A partir de 1908, o cinema japonês já dava ares de organização própria. Os primeiros estúdios e companhias do país apareciam e já alguns diretores se destacavam no cenário cinematográfico, como Shozo Makino (Raiden, 1928), com suas ficções de luta de sabres. Makino seria um realizador incansável. Nascido em Kioto, em 1876, ele dirigiria 230 filmes no período entre 1908 (Honnoji Gassen) e 1929 (Ronin-gai – Dai-ni-wa: Gakuya-buro – Kaiketsu-hen), ano de sua morte. Foi em um filme de Makino, Goban Tadanobu (1909) que estreou o ator Matsunosuke Onoe, proveniente do teatro kabuki e que provavelmente foi a primeira grande estrela do primeiro cinema japonês, trabalhando em nada menos que 925 filmes durante sua carreira. Nesse período do cinema nipônico, surge e se torna importante a figura do benshi, o narrador de filmes, que posteriormente perderia importância, especialmente com a chegada do cinema sonoro ao país.

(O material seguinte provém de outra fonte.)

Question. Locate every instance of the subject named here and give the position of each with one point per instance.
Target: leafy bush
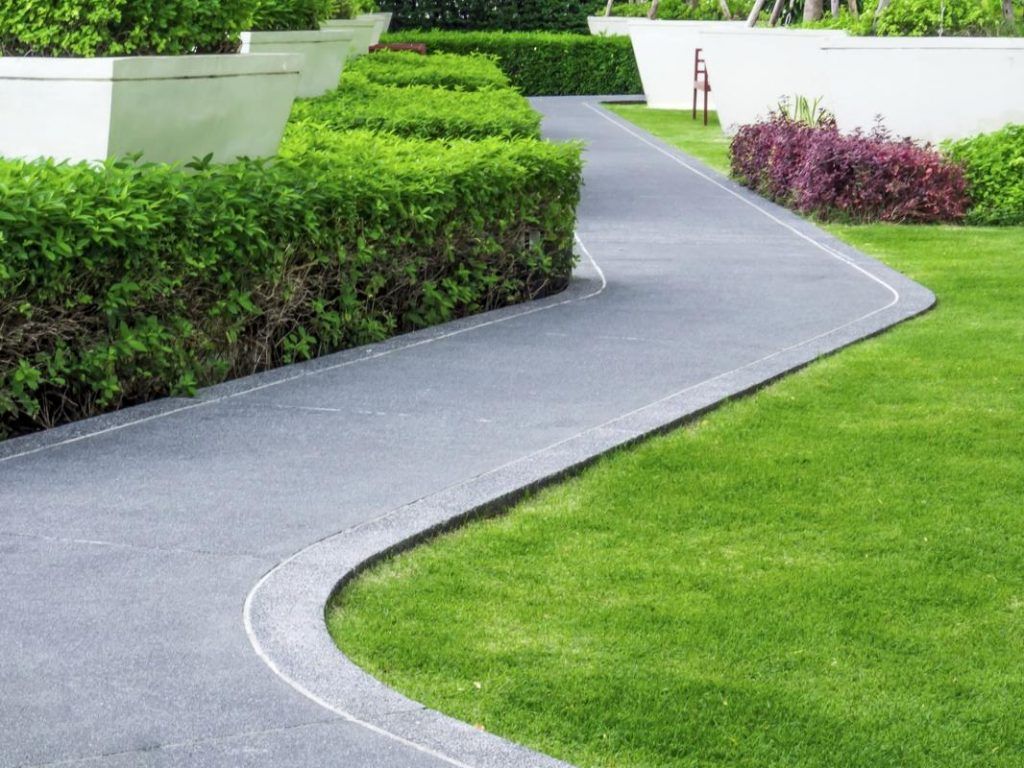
(544, 64)
(124, 283)
(529, 15)
(279, 15)
(421, 111)
(819, 171)
(438, 71)
(108, 28)
(926, 18)
(993, 164)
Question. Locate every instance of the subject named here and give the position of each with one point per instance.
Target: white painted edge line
(250, 598)
(305, 374)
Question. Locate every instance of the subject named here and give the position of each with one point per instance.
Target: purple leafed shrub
(819, 171)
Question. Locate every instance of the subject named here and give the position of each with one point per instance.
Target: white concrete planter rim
(304, 36)
(148, 68)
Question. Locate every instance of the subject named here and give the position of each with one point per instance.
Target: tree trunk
(755, 12)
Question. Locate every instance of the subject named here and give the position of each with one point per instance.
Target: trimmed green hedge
(993, 165)
(284, 15)
(438, 71)
(421, 112)
(123, 283)
(553, 15)
(112, 28)
(542, 64)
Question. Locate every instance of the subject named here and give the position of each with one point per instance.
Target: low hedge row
(438, 71)
(112, 28)
(993, 164)
(124, 283)
(819, 171)
(545, 64)
(421, 111)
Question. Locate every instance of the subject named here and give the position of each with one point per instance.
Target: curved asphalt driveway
(130, 630)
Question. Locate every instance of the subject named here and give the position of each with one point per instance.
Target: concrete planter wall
(753, 70)
(928, 88)
(608, 26)
(324, 54)
(665, 56)
(366, 32)
(171, 109)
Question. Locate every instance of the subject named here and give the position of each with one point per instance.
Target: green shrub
(124, 283)
(421, 112)
(553, 15)
(544, 64)
(438, 71)
(351, 8)
(928, 17)
(279, 15)
(100, 28)
(993, 165)
(681, 9)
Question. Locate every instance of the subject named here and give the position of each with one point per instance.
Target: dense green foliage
(422, 111)
(471, 73)
(993, 164)
(826, 573)
(279, 15)
(683, 9)
(100, 28)
(553, 15)
(542, 64)
(123, 283)
(928, 18)
(352, 8)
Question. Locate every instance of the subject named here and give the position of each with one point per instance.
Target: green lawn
(828, 573)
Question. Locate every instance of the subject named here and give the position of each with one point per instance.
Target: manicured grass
(827, 573)
(678, 127)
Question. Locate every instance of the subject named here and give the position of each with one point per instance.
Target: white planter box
(752, 71)
(665, 56)
(171, 109)
(379, 26)
(366, 32)
(608, 26)
(324, 54)
(928, 88)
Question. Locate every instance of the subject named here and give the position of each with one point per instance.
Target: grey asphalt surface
(130, 544)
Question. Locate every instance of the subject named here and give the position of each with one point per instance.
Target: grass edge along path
(828, 572)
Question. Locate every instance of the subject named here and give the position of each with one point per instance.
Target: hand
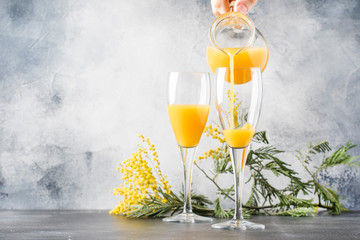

No início dos anos 1910, Tóquio e Kyoto tornam-se centros notáveis de produção cinematográfica. É nesse período que surgem companhias importantes como a Tenkatsu, a Nikkatsu e a Komatsu. Até meados dessa década, o cinema ocidental influenciaria bastante a produção japonesa e os filmes ganhariam uma constante dose de realismo, mas grande parte deles ainda permaneceriam voltados para as questões tradicionais e sob influência do teatro ou de histórias que mostravam o Japão medieval. Um filme desse período muito próximo à estética e temática do Ocidente é Katyusha (1914), de Kiyomatsu Hosoyama, adaptação da obra de Tolstói. Até o final da década, o Japão conheceria filmes de roteiros maduros e arranjos técnicos que acompanhavam as mudanças da linguagem cinematográfica que se davam no Ocidente, como o aprimoramento da montagem e a fixação dos gêneros.
Goketsu Jiraiya (1921), de Shozo Makino.
A década de 20 começou com uma lufada de modernidade para o cinema japonês. A criação da companhia Shochiku de Cinema talvez tenha sido a primeira grande representante de uma produção mais industrial e literalmente clássica, como podemos ver nas tentativas de Minoru Murata em Rojo no Reikon (1921). A despeito da preferência do público pelos dramas históricos, novos temas e gêneros chegavam ao país, especialmente com a incursão de elementos de Hollywood nas produções. Um fato interessante é que atores japoneses que trabalhavam nos Estados Unidos e mesmo realizadores que tinham vindo à América para “aprender” a fazer cinema, voltaram ao país nesse início de década e contribuíram para a guinada do cinema nacional rumo a outro momento histórico. Podemos dizer que essa reorganização de gêneros conseguiu colocar lado a lado tendências japonesas como os filmes chambara e jidai-geki com elementos “importados” tanto da Europa quanto dos Estados Unidos.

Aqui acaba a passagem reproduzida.